Al-Banna membandingkan efek memindahkan kesalahan slip horizontal dengan memegang secangkir air di tangan Anda dan mengayunkannya secara horizontal.
“Gerakan jatuh adalah hasil dari guncangan horizontal. Saat gempa terjadi di sepanjang sesar geser di teluk sempit, gerakan tanah horizontal mendorong dan menarik batas teluk, menggeser air ke arah vertikal dan memicu tsunami.”
“Model berbasis fisika yang digunakan dalam penelitian ini memberikan wawasan tentang risiko yang terkait dengan kesalahan slip, dan khususnya kebutuhan untuk memperhitungkan risiko tersebut untuk mengurangi kerusakan di masa depan ke teluk lain yang dilalui oleh kesalahan slip,” kata seorang lulusan University of Illinois. Mahasiswa Muhammad Abdul Majeed, yang melakukan simulasi dengan mantan mahasiswa pascasarjana Xiao Ma, dan saat ini menjadi Peneliti Senior di ExxonMobil.
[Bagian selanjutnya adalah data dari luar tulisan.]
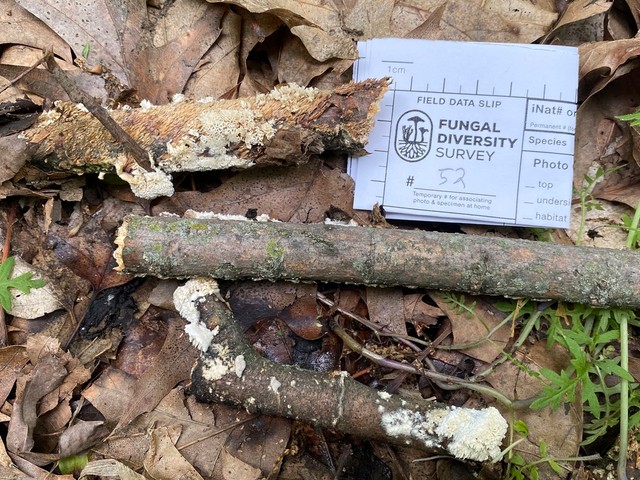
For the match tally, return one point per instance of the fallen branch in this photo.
(227, 249)
(285, 126)
(230, 371)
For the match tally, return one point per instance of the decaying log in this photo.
(285, 126)
(231, 372)
(229, 249)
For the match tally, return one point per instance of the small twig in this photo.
(24, 74)
(232, 372)
(454, 383)
(380, 330)
(4, 333)
(77, 95)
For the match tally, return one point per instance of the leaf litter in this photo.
(58, 402)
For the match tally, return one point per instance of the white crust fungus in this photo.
(186, 299)
(147, 185)
(467, 434)
(205, 148)
(239, 365)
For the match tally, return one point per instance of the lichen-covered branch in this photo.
(285, 126)
(226, 249)
(230, 371)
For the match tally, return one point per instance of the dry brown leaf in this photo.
(88, 252)
(110, 393)
(164, 461)
(560, 429)
(469, 327)
(15, 155)
(258, 445)
(627, 191)
(218, 71)
(110, 468)
(369, 18)
(579, 11)
(420, 313)
(19, 27)
(235, 469)
(12, 359)
(315, 22)
(517, 21)
(34, 472)
(386, 308)
(184, 35)
(46, 376)
(75, 23)
(599, 62)
(596, 118)
(302, 194)
(173, 364)
(142, 342)
(256, 29)
(81, 436)
(296, 65)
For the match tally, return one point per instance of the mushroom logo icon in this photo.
(413, 136)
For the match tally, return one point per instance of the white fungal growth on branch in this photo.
(467, 434)
(186, 299)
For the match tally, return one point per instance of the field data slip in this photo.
(470, 132)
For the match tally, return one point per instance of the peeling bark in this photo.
(286, 126)
(227, 249)
(233, 373)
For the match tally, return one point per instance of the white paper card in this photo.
(470, 132)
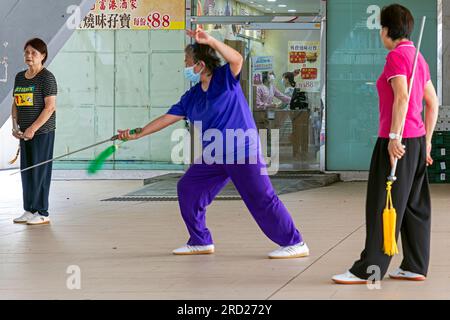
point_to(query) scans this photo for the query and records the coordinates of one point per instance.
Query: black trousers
(36, 181)
(411, 199)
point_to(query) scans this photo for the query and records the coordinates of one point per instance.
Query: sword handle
(132, 131)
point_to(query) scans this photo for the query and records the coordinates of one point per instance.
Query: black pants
(36, 181)
(411, 198)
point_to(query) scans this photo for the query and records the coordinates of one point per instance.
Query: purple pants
(202, 182)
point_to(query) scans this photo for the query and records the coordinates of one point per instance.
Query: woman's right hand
(125, 135)
(429, 158)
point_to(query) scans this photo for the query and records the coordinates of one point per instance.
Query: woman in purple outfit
(217, 105)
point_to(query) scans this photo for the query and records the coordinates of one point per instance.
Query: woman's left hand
(396, 150)
(29, 133)
(199, 35)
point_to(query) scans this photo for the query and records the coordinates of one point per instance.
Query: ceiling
(284, 6)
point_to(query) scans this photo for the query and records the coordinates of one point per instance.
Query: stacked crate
(439, 172)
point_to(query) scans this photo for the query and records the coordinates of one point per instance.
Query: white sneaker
(192, 250)
(400, 274)
(348, 278)
(27, 215)
(296, 251)
(38, 219)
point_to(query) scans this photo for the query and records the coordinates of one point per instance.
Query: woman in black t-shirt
(34, 118)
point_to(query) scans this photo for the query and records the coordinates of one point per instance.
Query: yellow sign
(136, 15)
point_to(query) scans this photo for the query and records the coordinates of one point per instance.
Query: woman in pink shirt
(410, 193)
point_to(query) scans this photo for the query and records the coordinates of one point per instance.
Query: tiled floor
(123, 248)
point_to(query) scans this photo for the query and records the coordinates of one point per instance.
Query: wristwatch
(394, 136)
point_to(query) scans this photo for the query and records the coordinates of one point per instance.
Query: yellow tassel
(389, 224)
(16, 157)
Daerah berisiko tinggi yang diidentifikasi oleh tim – California Utara, Turki, dan Mesir – pernah mengalami gempa bumi hebat di masa lalu, dan para peneliti merekomendasikan untuk mempertimbangkan kembali klasifikasi risiko tsunami untuk sesar geser bawah air, terutama yang melintasi teluk sempit.
“Ini mungkin tidak terlihat seperti adegan tsunami dari film San Andreas Dwayne Johnson,” kata Al-Banna, “tetapi ancaman tsunami di California Utara dan banyak tempat di seluruh dunia perlu dipertimbangkan kembali secara serius.”
Berkontribusi pada penelitian ini adalah Faisal Amalani dari University of Southern California dan Harsha Bhatt dari Ecole Normale Superior School. Al-Banna juga berafiliasi dengan NCSA dan Institut Beekman untuk Sains dan Teknologi Lanjutan.
National Science Foundation, Caltech Mechanical and Civil Fund / Caltech Big Ideas Fund dan Caltech Center for Ground Hazard Monitoring and Reporting mendukung penelitian ini.
klik disini Tonton lebih banyak video dan informasi yang menjelaskan penelitian ini.
“Pemikir jahat. Sarjana musik. Komunikator yang ramah hipster. Penggila bacon. Penggemar internet amatir. Introvert.”